Lausitz In der Region entsteht auf mehr als 20 ehemaligen Tagebaugruben durch Flutung eine der größten Seenlandschaften Deutschlands

Eindrucksvolle Naturlandschaft entsteht

An der Grenze zwischen Brandenburg und Sachsen können sich Bade- und Boottouristen erholen. Aus Spree, Neiße und Schwarzer Elster werden mehr als 20 ehemalige Tagebaugruben geflutet. Einige der künstlichen Seen haben die geplante Wasserhöhe erreicht, bei anderen dauert es noch Jahre. Doch es gibt bereits eine schiffbare Wasserstraße: Der Koschener Kanal verbindet den Senftenberger See und den Geierswalder See. Weitere schiffbare Kanäle werden folgen.

Gehsteige verschwinden, dann Bäume und Büsche. Eine letzte Kurve, und der Weg führt zum Aussichtspunkt Süd. Hinter dem Schild beginnt das Reich, in dem die F 60 regiert, ein stählernes Monstrum, das aussieht als hätte man den Pariser Eiffelturm in die Niederlausitz gelegt. Früher fraß sich die Förderbrücke durch den Tagebau in der Lausitz, heute ist sie ein Besucherbergwerk und Touristenmagnet. Man steht davor und staunt: Was für ein Dinosaurier der Industriekultur!

Diese Abraumförderbrücke vom Typ F 60, die sich da in Lichterfeld (Elbe-Elster) am Rand des einstigen Tagebaus Klettwitz-Nord über die Landschaft erhebt. 502 Meter lang ist dieser Riese, mit einer Höhe von 75 Metern über dem Grund. Gäste können ihn zu Fuß erklimmen oder sich aus 60 Meter abseilen. 90 Minuten dauert der Rundgang, bei dem technische Details erklärt werden.

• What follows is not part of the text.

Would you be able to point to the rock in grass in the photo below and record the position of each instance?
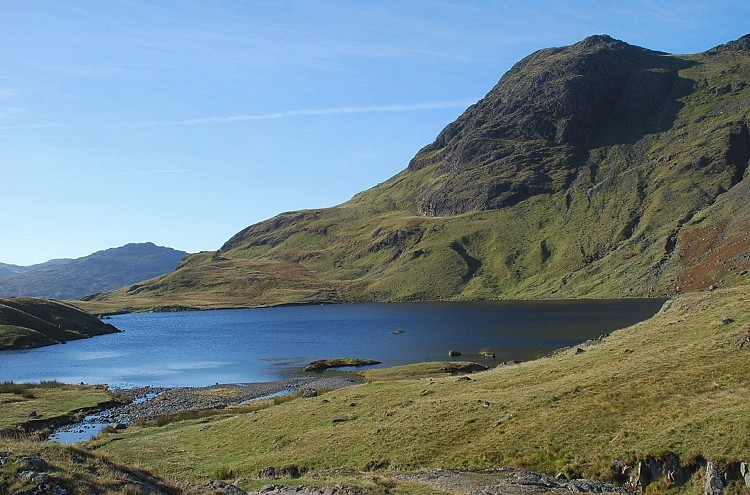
(325, 364)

Wer die F 60 erklimmt, der kann einen weiten Blick über die ehemalige Tagebaulandschaft erleben, die sich mittlerweile zu einer eindrucksvollen Natur- und Seenlandschaft gemausert hat. Im Blickfeld das zukünftige Erholungsgebiet am Bergheider See. Die ersten Badegäste sind schon da. Eine Ferienhaussiedlung ist geplant, ein schwimmendes Haus, vielleicht sogar ein Jet-Ski-Zentrum.

Erste Schiffe kreuzten

Im westlichen Teil des Lausitzer Seenlandes beginnt die Zukunft der ehemaligen Kohlestadt. Zum Endwasserstand im Grossräschener See fehlen nur noch knapp 30 Zentimeter. Zum Hafenfest kreuzten bereits Schiffe. Neben dem neuen Hafen kann man übernachten.

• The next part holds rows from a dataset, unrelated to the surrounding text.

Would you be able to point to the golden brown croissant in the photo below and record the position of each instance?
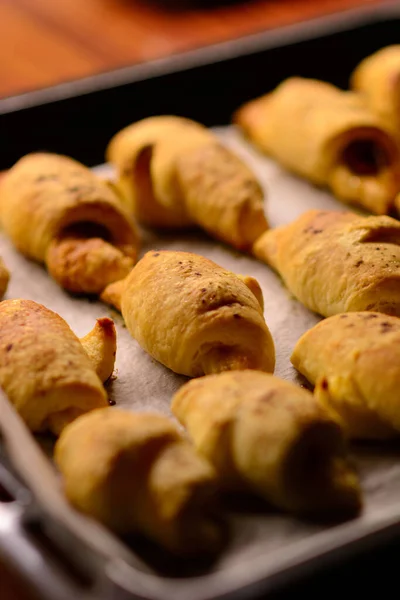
(193, 316)
(44, 369)
(135, 472)
(175, 173)
(336, 262)
(4, 278)
(56, 211)
(377, 78)
(354, 362)
(328, 136)
(271, 437)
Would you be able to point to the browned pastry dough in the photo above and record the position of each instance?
(193, 316)
(336, 262)
(354, 362)
(271, 437)
(175, 173)
(44, 369)
(377, 78)
(137, 473)
(56, 211)
(328, 136)
(4, 278)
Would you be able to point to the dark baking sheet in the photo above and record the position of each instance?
(81, 126)
(207, 85)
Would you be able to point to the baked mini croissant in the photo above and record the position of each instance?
(44, 369)
(136, 473)
(377, 78)
(328, 136)
(175, 173)
(193, 316)
(271, 437)
(56, 211)
(354, 362)
(336, 262)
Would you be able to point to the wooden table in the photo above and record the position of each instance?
(44, 42)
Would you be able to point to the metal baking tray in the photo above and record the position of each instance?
(61, 553)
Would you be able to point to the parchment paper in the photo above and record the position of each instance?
(261, 542)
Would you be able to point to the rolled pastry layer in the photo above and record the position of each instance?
(354, 362)
(328, 136)
(57, 212)
(4, 278)
(335, 262)
(271, 437)
(377, 78)
(193, 316)
(175, 173)
(44, 369)
(136, 473)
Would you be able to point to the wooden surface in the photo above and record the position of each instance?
(45, 42)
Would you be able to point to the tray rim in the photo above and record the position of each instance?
(319, 27)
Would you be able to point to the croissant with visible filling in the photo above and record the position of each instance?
(270, 437)
(336, 262)
(354, 362)
(136, 473)
(57, 212)
(377, 78)
(175, 173)
(328, 136)
(193, 316)
(44, 368)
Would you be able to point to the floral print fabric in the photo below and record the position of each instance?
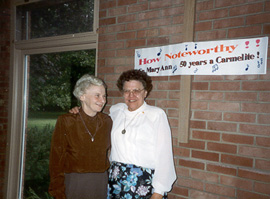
(128, 181)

Aus dem ehemaligen Wohnheim der Braunkohlemitarbeiterinnen ist ein Hotel entstanden, sogar mit einem Fälschermuseum. Alles echt falsch, denn die Bilder alter und neuer Meister sind sehr gut gemachte Kopien. Im Keller stehen Fahrräder, mit denen die Gäste entlang der ehemaligen Kraterlandschaft, die der Bergbau hinterlassen hat, radeln können. Hobbywinzer Cornelia Wober und ihr Mann haben an den Hängen des Sees um die 5000 Rebstöcke angebaut.

Maritimes Flair ist ins Seenland eingezogen. Knallrot und weiß strahlt das Leuchtturm-Hotel am Geierswalder See, das zu einem der Top-Ausflugstipps im Lausitzer Seenland avanciert. Am Ufer entlang gibt es schwimmende Häuser für Gäste, die dem Wasser ganz nah sein möchten. Bei der Surf- und Segelschule von Klaus Renner können Stehpaddelbretter ausgeliehen werden. Dass diese in Geierswalde einmal so nachgefragt sein könnten, hätte er selbst nicht für möglich gehalten. Angefangen hat er mit sechs Brettern, mittlerweile ist die Nachfrage um das Doppelte gestiegen.

Für Farbtupfer sorgen bunte Strandmuscheln und Sonnenschirme am Senftenberger See. Schon seit den 1970er Jahren lockt er Badegäste ins blaue Wasser. Im Hafencamp Großkoschen wurden neue Feriendomizile eingeweiht: Baumhäuser im Kiefernwald mit Seeblick.

Das Lausitzer Seenland ist eine junge Urlaubsregion, die sich gegenwärtig zur größten von Menschenhand geschaffenen Wasserlandschaft Europas entwickelt. Im Herzen der Lausitz entsteht durch die Flutung früherer Tagebaue eine spektakuläre Wasserwelt von 23 Seen mit einer Gesamtfläche von mehr als 14 000 Hektar.